Capítulo 6 Sementes ao Sol

O sol já começava a aquecer com mais força quando Nicholas, ainda com o peito arfando, olhou para Valéria e sugeriu, entre um sorriso e uma respiração mais profunda:

- Quer tomar alguma coisa? Um refresco? Tá um calor absurdo.

Ela o analisou por um segundo. A regata branca dele estava colada ao corpo suado, revelando cada linha definida dos braços e a barriga trincada. Os cachos loiros bagunçados, o olhar claro e sincero - tudo nele parecia real demais para aquele cenário quase cinematográfico.

- Vamos ali - respondeu, apontando para uma lanchonete discreta na esquina. - Está quente mesmo.

Sentaram-se numa mesinha sob o toldo, protegidos do sol direto. Nicholas pediu uma água de coco gelada; ela, um suco de abacaxi com hortelã. O ambiente era tranquilo, com poucas pessoas. Por um momento, parecia que o tempo desacelerava ao redor deles.

- Então... - ele começou, apoiando os cotovelos na mesa - por que investigação? Sempre foi esse o plano?

Valéria sorriu, passando os dedos pelo canudo.

- Sempre não. Quando era pequena, queria ser astronauta. Depois médica. Mas quando meu pai foi preso injustamente por uma acusação absurda, eu tinha doze anos. Aquilo me marcou. Entendi, cedo demais, que justiça não era automática. E decidi que queria estar do lado de quem podia fazer alguma diferença.

Nicholas a olhou com respeito renovado.

- Faz sentido. Você tem esse... olhar de quem enxerga além. É raro.

Ela sorriu de canto, sem rebater o elogio.

- E você? Londres, hein? Deve ter sido uma vida bem diferente.

- Totalmente. - Ele deu um gole na água de coco. - Eu fui pra lá fugindo de algumas coisas... e buscando outras. Fiz meu mestrado, trabalhei em alguns escritórios bons, mas... nunca me senti completo. Sabe aquela sensação de que algo ficou pra trás?

- Sei. - Ela assentiu, pensativa. - Às vezes, a gente acha que recomeçar é o suficiente, mas tem coisas que só se resolvem quando encaramos.

Nicholas a observou por um segundo a mais do que o necessário.

- Você fala como quem já enfrentou muita coisa.

- E você, como quem ainda vai enfrentar.

Os dois sorriram, quase ao mesmo tempo. Um silêncio breve se instalou, mas não era desconfortável. Era daqueles que nascem quando duas pessoas começam a se reconhecer.

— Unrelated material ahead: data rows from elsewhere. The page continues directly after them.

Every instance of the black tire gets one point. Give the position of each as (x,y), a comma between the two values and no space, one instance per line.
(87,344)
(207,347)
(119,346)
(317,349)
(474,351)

O vento leve bagunçava os fios do rabo de cavalo de Valéria. Nicholas desviou o olhar por um instante, tentando controlar os pensamentos que fugiam ao plano original. Mas era difícil. Ela era diferente. Forte, e ao mesmo tempo... doce.

- A gente podia repetir isso outro dia - ele disse, casual. - Corrida, conversa, bebida gelada.

Valéria mordeu o canudo, olhando pra ele por cima do copo.

- Vamos ver se você aguenta me acompanhar, Ferrarezzi.

- Em todos os sentidos? - ele arriscou, com um sorriso.

Ela riu, sem negar nem confirmar.

E naquele instante, sob o sol matinal e entre risos discretos, algo começava a brotar. Ainda tímido. Mas vivo.